CSRやSustainability Reportに端を発し、ESG投資に注目が集まり、日本での統合報告書の発行企業が400社を超えるなど急速に広がりを見せています。国連が17項目のSDGsを発表し、社会課題解決への取組が 明確に社会的価値として明示され、企業の積極的な取組も期待されています。2019年6月において早稲田大学ファイナンス稲門会、同志社東京校友会、WICIの協働で、内閣府、アカデミア、アナリスト、発行企業の論客を集め、非財務情報に関する現状分析や今後の方向性を踏まえたパネルディスカッションを行いました。

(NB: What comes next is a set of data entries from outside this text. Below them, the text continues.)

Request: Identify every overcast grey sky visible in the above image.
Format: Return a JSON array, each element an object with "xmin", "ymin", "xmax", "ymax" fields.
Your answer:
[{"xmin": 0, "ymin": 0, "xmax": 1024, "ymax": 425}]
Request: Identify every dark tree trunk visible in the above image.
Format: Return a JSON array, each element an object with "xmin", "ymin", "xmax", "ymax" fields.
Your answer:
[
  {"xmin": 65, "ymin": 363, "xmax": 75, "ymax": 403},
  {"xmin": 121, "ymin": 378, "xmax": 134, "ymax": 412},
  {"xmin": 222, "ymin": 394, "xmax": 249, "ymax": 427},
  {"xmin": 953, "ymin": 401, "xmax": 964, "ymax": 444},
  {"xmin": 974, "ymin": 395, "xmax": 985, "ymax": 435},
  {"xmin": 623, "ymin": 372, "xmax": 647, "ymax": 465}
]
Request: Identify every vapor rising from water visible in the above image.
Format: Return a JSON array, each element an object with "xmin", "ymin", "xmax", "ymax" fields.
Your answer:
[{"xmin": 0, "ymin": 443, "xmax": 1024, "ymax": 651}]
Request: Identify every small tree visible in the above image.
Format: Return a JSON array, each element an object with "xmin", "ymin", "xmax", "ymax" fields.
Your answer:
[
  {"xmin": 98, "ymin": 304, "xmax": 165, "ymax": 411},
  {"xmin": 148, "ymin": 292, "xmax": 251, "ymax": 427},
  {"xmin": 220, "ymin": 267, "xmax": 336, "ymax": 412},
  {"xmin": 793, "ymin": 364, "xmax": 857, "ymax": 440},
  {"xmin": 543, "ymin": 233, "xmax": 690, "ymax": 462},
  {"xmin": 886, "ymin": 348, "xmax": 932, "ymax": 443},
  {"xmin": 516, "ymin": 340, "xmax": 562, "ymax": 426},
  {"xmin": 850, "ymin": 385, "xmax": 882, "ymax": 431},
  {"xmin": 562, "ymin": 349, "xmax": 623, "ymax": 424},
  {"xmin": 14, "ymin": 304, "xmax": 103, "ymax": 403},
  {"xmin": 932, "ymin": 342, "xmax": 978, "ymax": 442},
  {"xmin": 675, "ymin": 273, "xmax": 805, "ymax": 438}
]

その中で、弊社代表の宮下がモデレーターをつとめさせていただきました。以下セミナーの内容の抜粋をご紹介いたします。
1. セミナー概要とパネリスト一覧
本セミナーは、「非財務情報の経営と開示の方向性に関して、あるべき姿と現状のギャップを認識し、ギャップを埋めるための重要な課題を絞り込む」というゴールを設定しています。本セミナーで出た話題をもとに次回以降のテーマを抽出し、さらなる理解と発展を目的としています。
▉ パネリスト(産業) 山口 善三 様
ピジョン株式会社 経営企画本部チーフマネージャー
1997年にピジョン株式会社に入社。国内営業を10年、国内マーケティングを担当後、現部署に異動。
▉ パネリスト(政府) 住田 孝之 様
内閣府 知的財産戦略推進事務局長
1985年に通産省(現経済産業省)に入省。知的財産政策室長、技術振興課長、情報通信機器課長などとしてイノベーション政策を担当。資源燃料部長、商務流通保安審議官、などを歴任後、現職。
▉ パネリスト(産業) 松島 憲之 様
三菱UFJリサーチ&コンサルティング株式会社チーフアドバイザー
1982年に日興証券株式会社に入社し、32年間アナリストとして長らく国内自動車業界を担当。その後、三菱UFJモルガンスタンレー証券でアナリストの教育及び指導役を経て、現職。
▉ パネリスト(学会) 花堂 靖仁 先生
早稲田大学知的資本研究会 上級顧問
1964年早稲田大学第一商学部卒業。1970年早稲田大学大学院商学研究科博士課程単位取得満期退学。國學院大學教授、早稲田大学大学院商学研究科教授を経て、現職。
▉ モデレーター 宮下 修
J-Phoenix Research Inc. 代表取締役社長、CFA協会認定証券アナリスト
1989年野村総合研究所に入社。その後、スタンスチュアートにて日本人初のEVAコンサルタントに就任。メリルリンチ証券等で投資銀行業務を経験後、2005年にジェイ・フェニックス・リサーチに参画。2009年より代表取締役。
2. ピジョン(7956)での実例~山口様~
育児用品で国内トップ、利益率も高水準を維持
ピジョン社は創業62年目の育児・マタニティ・女性ケア・ホームヘルスケア・介護用品等の製造、販売及び輸出入、並びに保育事業を展開している企業です。売上高の半分以上を海外が占めています。また営業利益率も直近で18.7%と高水準です。
社会価値向上を企業価値向上へ
ピジョン社は社会価値と経済価値はトレードオフの関係ではなく、社会価値を高めることで、経済価値も上がると考えています。始めに社会価値の向上を図ります。そのうえで社会価値の実現度を測定したものが経済価値であるという考え方です。会社の方向性を定めるという点で社会価値は車の前輪をイメージしており、経済価値がドライブであると考えています。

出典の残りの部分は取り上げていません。